An FBI investigation into Abram is ongoing, a spokeswoman said.
The Sheriff's Department placed Abram on leave along with her niece, a custody assistant who prosecutors said improperly accessed a law enforcement database for Grim. They remain on leave and together have collected more than an estimated $300,000 in salary as the sheriff's internal probe continues, based on posted county salaries.
Abram first met Grim after she started dating his father three years ago, prosecutors said. (According to her Sheriff's Department biography, Abram, 53, was married to another man.) She became "good friends" with Grim, 36, a member of the Original Front Hood Crips, a Compton street gang.
In 2010, FBI agents had begun investigating Grim, suspecting that he was the ringleader of a cross-county drug trafficking ring. A sheriff's detective helping with the investigation was reviewing Grim's wiretapped phone calls when he heard a woman's voice he recognized: Abram's.
In the months that followed, authorities continued to target Grim. And on several occasions, Abram interjected herself, prosecutors said. In one instance, a sheriff's deputy, Michael Haggerty, was directed by the FBI to arrest Grim after a traffic stop. In an interview with The Times, Haggerty described Grim as oddly calm for someone in the back seat of a patrol cruiser. "You'll see what happens," Grim said, according to the deputy.
The district attorney's memo details Abram's involvement in the case: Shortly after the arrest, she called the Compton station and asked for Grim to be quickly released from custody. She got his car out of impound and got the fees waived. She also picked Grim up from jail, according to the memo.

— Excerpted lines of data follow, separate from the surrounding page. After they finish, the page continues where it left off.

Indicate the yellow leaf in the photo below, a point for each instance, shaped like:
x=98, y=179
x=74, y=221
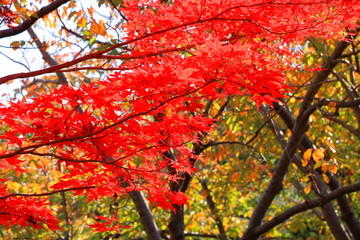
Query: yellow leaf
x=307, y=189
x=82, y=22
x=306, y=157
x=333, y=168
x=332, y=104
x=307, y=154
x=324, y=167
x=326, y=178
x=318, y=154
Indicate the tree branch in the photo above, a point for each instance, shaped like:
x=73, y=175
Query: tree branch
x=305, y=206
x=42, y=12
x=298, y=132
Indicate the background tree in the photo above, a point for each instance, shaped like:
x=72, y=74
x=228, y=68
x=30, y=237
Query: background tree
x=217, y=119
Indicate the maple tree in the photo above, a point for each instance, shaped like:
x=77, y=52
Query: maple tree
x=154, y=100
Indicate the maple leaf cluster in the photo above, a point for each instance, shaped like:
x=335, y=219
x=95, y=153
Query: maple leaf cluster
x=7, y=16
x=112, y=135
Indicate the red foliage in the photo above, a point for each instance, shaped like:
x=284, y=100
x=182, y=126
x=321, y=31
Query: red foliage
x=6, y=15
x=106, y=132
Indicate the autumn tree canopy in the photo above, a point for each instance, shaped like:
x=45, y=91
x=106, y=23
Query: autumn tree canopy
x=196, y=119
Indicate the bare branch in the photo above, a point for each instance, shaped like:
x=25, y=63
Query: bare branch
x=305, y=206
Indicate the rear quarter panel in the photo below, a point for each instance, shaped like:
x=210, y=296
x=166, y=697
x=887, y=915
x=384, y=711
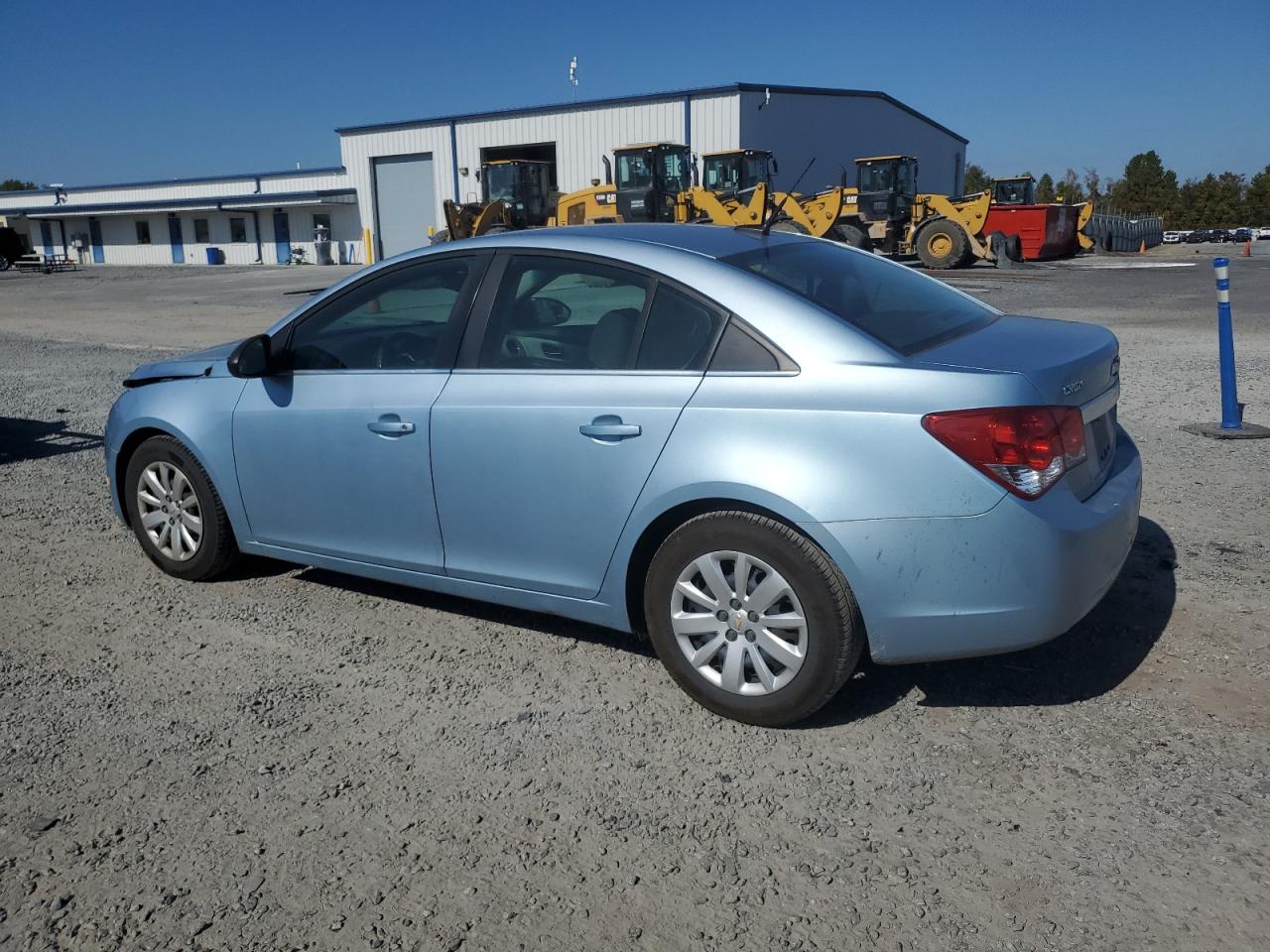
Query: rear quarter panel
x=199, y=413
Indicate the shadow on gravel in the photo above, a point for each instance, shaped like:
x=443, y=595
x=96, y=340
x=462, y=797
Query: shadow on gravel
x=1091, y=658
x=39, y=439
x=485, y=611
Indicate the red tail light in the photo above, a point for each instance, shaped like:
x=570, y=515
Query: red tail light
x=1024, y=448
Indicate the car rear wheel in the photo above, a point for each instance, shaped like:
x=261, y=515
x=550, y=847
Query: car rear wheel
x=176, y=512
x=752, y=619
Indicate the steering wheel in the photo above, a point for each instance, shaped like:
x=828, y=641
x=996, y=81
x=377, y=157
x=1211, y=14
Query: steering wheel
x=402, y=350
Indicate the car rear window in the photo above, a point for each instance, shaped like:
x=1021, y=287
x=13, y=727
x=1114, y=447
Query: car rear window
x=898, y=307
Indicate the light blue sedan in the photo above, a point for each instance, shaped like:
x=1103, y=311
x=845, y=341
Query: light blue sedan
x=766, y=452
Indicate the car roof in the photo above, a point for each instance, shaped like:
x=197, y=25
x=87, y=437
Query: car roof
x=707, y=240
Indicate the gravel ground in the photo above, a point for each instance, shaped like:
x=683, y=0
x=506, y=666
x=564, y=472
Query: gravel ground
x=295, y=760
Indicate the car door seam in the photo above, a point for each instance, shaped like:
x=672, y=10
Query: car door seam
x=639, y=495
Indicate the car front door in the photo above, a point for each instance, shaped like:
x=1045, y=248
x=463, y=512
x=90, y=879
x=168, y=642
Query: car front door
x=552, y=424
x=331, y=452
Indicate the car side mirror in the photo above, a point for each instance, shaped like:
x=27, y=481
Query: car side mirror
x=253, y=357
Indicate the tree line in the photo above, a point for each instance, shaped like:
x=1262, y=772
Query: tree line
x=1147, y=188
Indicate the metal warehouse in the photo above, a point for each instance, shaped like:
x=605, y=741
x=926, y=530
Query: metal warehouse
x=386, y=195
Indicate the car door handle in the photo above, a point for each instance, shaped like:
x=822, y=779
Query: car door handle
x=610, y=429
x=390, y=425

Days later, she texted another deputy at the Compton station who considered her a mentor, asking if he knew Haggerty. She told him Haggerty had issued a ticket to a family member of hers and that the court date was approaching. "Feel him out," she reportedly said.
The deputy then approached Haggerty and told him that a friend from the Carson station "who had a lot of clout asked him not to show up in court if he was issued a subpoena," according to the memo. The city attorney dismissed the case, however, so Haggerty was never subpoenaed.
Around that time, the Sheriff's Department began receiving multiple citizen complaints against Haggerty. One of the complainants, the memo states, "admitted that Abram instructed them to make complaints to get Haggerty transferred" out of Compton.
A few months later, another sheriff's deputy arrested Grim on an excessive noise violation. Again, according to the memo, Abram called the station to get Grim released. This time, she asked that he not be moved to the jail and instead be kept at the station, where she picked him up. She was heard later on the wiretap assuring Grim the case wouldn't be filed. "I told someone he'd better take care of it," she said.
The month after that, a deputy at Abram's station ticketed Grim's sister on a traffic violation. Abram approached the deputy and "asked him to make the ticket 'go away,'" according to the memo. She later used her power as a captain to void the ticket.
The favors continued, according to prosecutors. In January last year, Grim called Abram to ask about police activity on his street. She called back minutes later and told him that sheriff's gang enforcement deputies had served search warrants targeting two shooting suspects and planned to serve another the next day.